Whether the gesture is meant for him or not, Zachery's words 0llslow further. "Not including the one cadaver we lost to the fire, sixteen in all. Every single one formerly SLC-E." That's a yes, then.

He sighs, but it's a shallow thing. Like whatever fumes he was running on have gone and as the engine sputters to a stop, something darker takes hold. It twists his expression into one of brow-furrowing scrutiny. "I shouldn't stay here. I should be home."

"Seigneur au-dessus…" Dumortier breathes out, finally leaning forward, elbows to knees, peering up at Zachery. This secret is not a small one. The context and content allow him to suspect the truth is hidden behind federal lines. And of course, the ones between friends.

"Did you leave a note, or anything…? I- - you are more than welcome here. You know that. I know your brain must be going like a jackrabbit." Reiterated from before, in a way- - more personal this time. This is a hideout good as any. For a moment or two. "I can go fuck with the antenna and you can probably get a signal… the summer storms've been knocking it around."

There is a moment of consideration in Zachery inhaling but not quite speaking. It comes to fruition in another empty exhale instead, and in the slow movement of a hand searching around behind him until it finds something solid. That is, apparently where he'll sit. On the floor, back sunk into the wall behind him, limbs slack for lack of energy. Head thunked back as he stares somewhat absently toward the sofa.

"It's fine. I won't stay until morning either, just… until the world goes a little quieter. I don't think Nicole will-… she might not even notice." Up comes a hand again, to scrub over his a setting jaw before he continues with the against-instinct tension of trying to be honest with himself still in his voice, "I think I just needed someone to stop treating this as normal for a little while. Any of it."

She might not. Rene reads, he knows that she's gotten a promotion in recent memory. A busy, working woman.

"You're welcome I guess, because what the fuck." The blonde's voice is weary and careful. Quiet for when he pads to that stereo Zach had been fiddling with. It turns on under his own, though what it plays isn't quite the expectation. Something equally quiet; the subdued sounds of string instruments, the focal points of a mellow song.

"If you need anything to bring you down, I can find something…" but for now, his relaxing solution seems to be musical.

Zachery angles a look upward. "Not to pitch another surprise at you," he cracks a lopsided and short-lasting grin. "But I'm actually thinking that - between the stark reminder recent medical test results have proven to be and the fact that I feel dulled as a decade long neglected butcher's knife already, I…"
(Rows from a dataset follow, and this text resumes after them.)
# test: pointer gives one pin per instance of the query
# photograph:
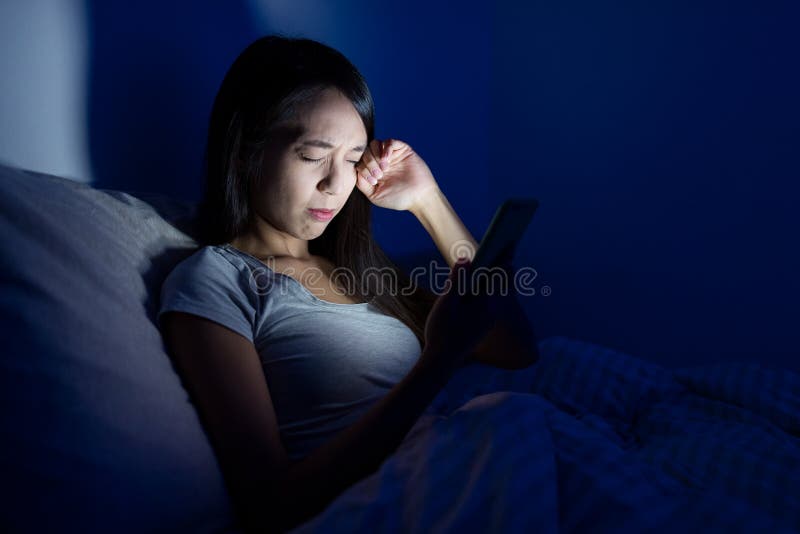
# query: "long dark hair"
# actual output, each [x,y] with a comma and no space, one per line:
[260,90]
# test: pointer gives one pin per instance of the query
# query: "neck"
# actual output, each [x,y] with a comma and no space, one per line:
[263,245]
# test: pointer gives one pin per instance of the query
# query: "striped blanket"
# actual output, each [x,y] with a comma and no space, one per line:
[590,440]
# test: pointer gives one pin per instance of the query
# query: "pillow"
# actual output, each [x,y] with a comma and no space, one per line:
[98,433]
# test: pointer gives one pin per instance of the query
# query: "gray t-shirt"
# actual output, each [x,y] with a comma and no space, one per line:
[325,363]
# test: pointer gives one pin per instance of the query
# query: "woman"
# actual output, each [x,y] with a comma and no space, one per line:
[304,388]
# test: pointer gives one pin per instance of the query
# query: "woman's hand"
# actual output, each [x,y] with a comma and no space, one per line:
[401,179]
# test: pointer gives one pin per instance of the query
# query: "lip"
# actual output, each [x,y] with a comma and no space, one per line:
[320,214]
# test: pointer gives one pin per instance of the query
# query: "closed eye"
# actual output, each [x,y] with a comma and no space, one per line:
[312,160]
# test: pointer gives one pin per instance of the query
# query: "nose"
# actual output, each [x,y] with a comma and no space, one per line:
[339,180]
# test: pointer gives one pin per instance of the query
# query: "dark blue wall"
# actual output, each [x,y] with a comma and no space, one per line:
[660,138]
[662,141]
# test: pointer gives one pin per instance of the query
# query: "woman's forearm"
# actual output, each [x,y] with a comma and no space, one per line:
[445,227]
[356,452]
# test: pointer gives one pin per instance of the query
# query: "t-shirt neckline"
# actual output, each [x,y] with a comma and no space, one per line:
[303,289]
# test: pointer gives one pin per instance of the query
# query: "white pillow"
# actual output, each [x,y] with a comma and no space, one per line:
[98,434]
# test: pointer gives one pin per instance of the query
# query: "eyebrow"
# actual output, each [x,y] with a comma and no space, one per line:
[324,144]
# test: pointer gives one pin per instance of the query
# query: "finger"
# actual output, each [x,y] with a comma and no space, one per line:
[370,159]
[364,174]
[389,147]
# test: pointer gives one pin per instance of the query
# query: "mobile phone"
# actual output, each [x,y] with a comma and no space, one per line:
[505,231]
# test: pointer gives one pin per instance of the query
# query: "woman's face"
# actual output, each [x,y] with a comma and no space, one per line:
[313,171]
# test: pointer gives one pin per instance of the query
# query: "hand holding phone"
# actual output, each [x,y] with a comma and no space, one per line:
[505,231]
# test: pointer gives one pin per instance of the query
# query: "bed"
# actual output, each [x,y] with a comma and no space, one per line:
[98,433]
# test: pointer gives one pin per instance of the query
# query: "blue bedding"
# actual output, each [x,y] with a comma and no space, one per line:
[591,440]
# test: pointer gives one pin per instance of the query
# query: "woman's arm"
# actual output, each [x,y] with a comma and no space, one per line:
[511,343]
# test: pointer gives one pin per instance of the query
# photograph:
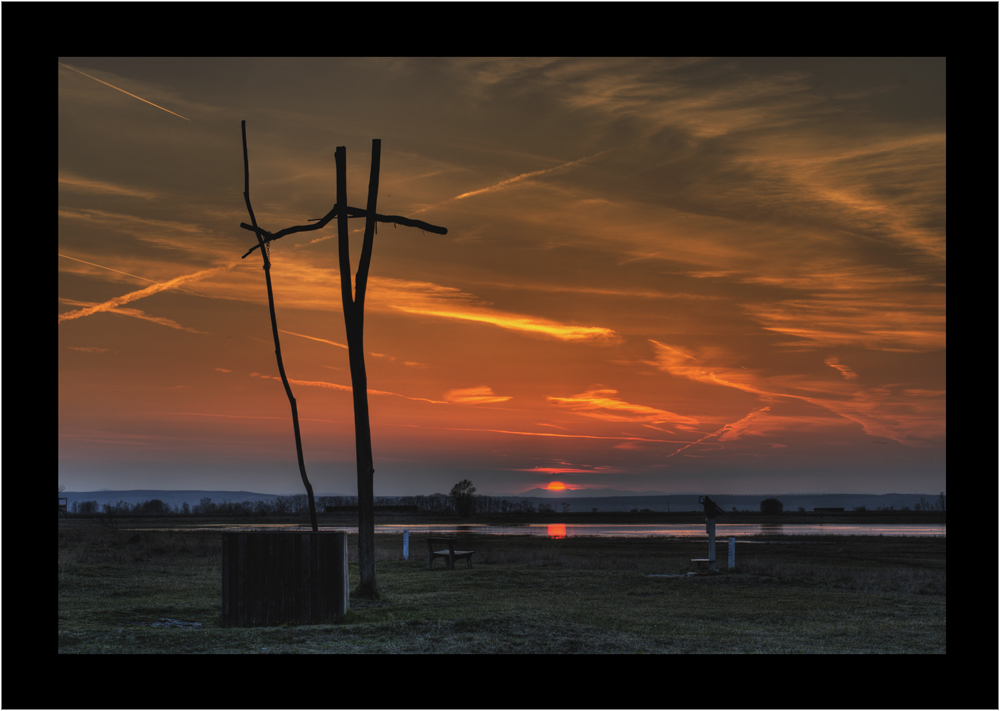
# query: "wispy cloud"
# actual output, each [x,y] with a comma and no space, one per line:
[503,184]
[515,322]
[89,349]
[75,182]
[846,371]
[313,338]
[600,404]
[346,388]
[123,91]
[474,396]
[142,293]
[525,176]
[136,313]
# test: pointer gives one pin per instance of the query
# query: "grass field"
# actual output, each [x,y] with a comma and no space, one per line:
[524,594]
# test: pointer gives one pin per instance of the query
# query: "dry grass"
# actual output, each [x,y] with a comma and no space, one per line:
[525,594]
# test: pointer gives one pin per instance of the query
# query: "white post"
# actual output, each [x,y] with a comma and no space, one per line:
[711,545]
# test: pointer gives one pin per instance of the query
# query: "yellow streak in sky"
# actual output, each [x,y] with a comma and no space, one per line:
[123,91]
[523,176]
[313,338]
[148,291]
[134,276]
[475,396]
[519,323]
[598,402]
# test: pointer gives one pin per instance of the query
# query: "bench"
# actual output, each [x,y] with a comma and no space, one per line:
[451,555]
[702,564]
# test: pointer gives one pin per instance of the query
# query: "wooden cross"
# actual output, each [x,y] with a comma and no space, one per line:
[354,324]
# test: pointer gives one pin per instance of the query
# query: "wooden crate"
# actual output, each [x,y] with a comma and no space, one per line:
[274,577]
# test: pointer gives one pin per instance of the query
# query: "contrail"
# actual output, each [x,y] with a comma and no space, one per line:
[118,271]
[123,91]
[313,338]
[523,176]
[134,276]
[722,429]
[148,291]
[510,181]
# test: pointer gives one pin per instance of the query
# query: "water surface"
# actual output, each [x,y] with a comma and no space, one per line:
[679,530]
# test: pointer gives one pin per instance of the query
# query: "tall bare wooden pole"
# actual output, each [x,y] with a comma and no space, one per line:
[274,331]
[354,319]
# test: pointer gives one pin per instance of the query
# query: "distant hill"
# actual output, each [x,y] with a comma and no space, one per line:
[689,502]
[576,493]
[577,500]
[171,497]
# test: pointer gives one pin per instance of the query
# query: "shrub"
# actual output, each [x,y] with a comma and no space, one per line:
[461,496]
[771,506]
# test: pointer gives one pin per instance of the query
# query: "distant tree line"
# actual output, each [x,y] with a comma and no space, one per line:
[437,503]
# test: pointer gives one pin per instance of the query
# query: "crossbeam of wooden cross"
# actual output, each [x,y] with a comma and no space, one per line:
[351,212]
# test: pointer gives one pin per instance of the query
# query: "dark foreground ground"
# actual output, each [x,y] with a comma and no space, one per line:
[524,594]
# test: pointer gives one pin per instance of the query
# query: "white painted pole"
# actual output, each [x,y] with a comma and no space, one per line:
[711,545]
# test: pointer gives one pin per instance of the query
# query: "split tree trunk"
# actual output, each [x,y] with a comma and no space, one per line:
[274,331]
[354,316]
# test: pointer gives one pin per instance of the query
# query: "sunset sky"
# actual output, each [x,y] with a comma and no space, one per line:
[722,276]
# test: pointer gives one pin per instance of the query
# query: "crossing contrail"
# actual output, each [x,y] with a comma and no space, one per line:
[123,91]
[510,181]
[523,176]
[148,291]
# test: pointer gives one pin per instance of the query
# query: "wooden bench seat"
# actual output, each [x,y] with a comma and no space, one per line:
[450,555]
[702,564]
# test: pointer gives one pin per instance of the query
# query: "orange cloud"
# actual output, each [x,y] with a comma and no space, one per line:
[598,403]
[142,293]
[835,363]
[474,396]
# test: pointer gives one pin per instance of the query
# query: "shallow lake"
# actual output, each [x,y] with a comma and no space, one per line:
[722,530]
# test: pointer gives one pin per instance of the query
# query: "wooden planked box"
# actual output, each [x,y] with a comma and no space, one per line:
[274,577]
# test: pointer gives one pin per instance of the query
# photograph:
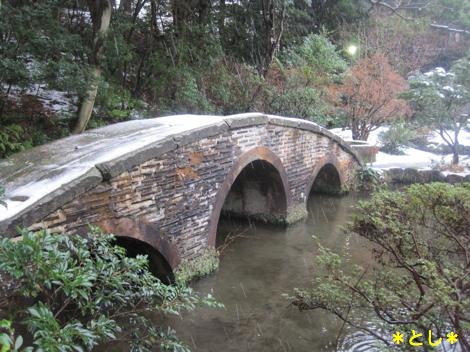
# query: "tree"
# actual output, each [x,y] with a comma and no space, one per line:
[418,275]
[100,12]
[441,100]
[368,95]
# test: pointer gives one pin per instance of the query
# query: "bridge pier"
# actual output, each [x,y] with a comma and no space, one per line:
[166,181]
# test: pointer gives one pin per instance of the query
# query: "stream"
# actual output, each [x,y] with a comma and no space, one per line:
[255,270]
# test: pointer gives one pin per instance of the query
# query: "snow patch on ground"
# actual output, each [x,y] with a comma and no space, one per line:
[412,157]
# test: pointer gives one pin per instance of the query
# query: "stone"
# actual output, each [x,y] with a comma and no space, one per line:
[165,181]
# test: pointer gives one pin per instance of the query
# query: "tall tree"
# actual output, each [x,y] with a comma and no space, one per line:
[417,277]
[100,11]
[441,100]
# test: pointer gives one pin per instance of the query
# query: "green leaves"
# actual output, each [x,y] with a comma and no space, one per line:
[419,268]
[84,291]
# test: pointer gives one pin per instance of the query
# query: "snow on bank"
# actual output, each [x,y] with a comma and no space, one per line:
[412,157]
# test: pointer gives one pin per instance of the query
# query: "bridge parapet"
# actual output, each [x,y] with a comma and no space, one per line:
[166,179]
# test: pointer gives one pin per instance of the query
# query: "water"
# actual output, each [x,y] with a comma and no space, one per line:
[255,270]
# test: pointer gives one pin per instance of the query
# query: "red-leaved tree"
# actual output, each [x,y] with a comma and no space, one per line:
[368,95]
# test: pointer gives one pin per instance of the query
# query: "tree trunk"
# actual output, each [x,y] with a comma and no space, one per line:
[455,155]
[101,17]
[355,130]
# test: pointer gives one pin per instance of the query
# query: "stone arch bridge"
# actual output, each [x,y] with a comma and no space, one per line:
[165,181]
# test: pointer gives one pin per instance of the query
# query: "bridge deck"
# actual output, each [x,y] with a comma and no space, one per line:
[79,162]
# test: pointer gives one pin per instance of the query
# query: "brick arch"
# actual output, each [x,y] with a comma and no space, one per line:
[328,160]
[141,231]
[258,153]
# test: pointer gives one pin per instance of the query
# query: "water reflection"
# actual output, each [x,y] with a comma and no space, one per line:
[255,270]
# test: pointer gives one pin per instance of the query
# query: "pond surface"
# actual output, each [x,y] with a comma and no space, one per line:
[256,269]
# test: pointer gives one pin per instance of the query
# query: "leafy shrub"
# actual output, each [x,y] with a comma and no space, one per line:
[368,178]
[304,102]
[396,138]
[11,140]
[198,267]
[115,103]
[318,59]
[417,274]
[77,292]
He quietens, a flicker of annoyance breaking through in a wrinkling of his nose at the words failing to come as smoothly as he'd like. "I guess I'm learning just to sit in it for a while."

Whatever 'it' is.

There's not even a saucy 'suit yourself' in response this time; Dumortier just angles a look to where Zachery has hunkered down, levelling the volume at a comfortable murmur. Rather than ask into anything more- - if Zachery needs something he'll say so- - Rene adds, "You sit in it," It. He thinks he knows. "…But I'm still practicing."

Practicing what becomes apparent when the blonde ducks down to drag a case out from under the music shelf; when he plops himself back onto the couch it is with a small violin perching against his shoulder.

"If this annoys you," Dumortier spares a tiny smile with his small words, tone idly playful. "Too bad, my house."

There's no complaint, no real response from Zachery beyond a sigh before his eyelids fall. Well rested or not, today's still been exhausting.

"You've done worse things," he breathes in deadpan - a calmer thought picked out from the jackrabbit mess. Other thoughts will surface and be given voice with time, but for now, he falls silent and waits.

"I certainly have." is Rene's answer to that.

In lieu of those worse things, Dumortier now provides skilled melancholic notes for melancholy folks. As front row seats go, not so bad.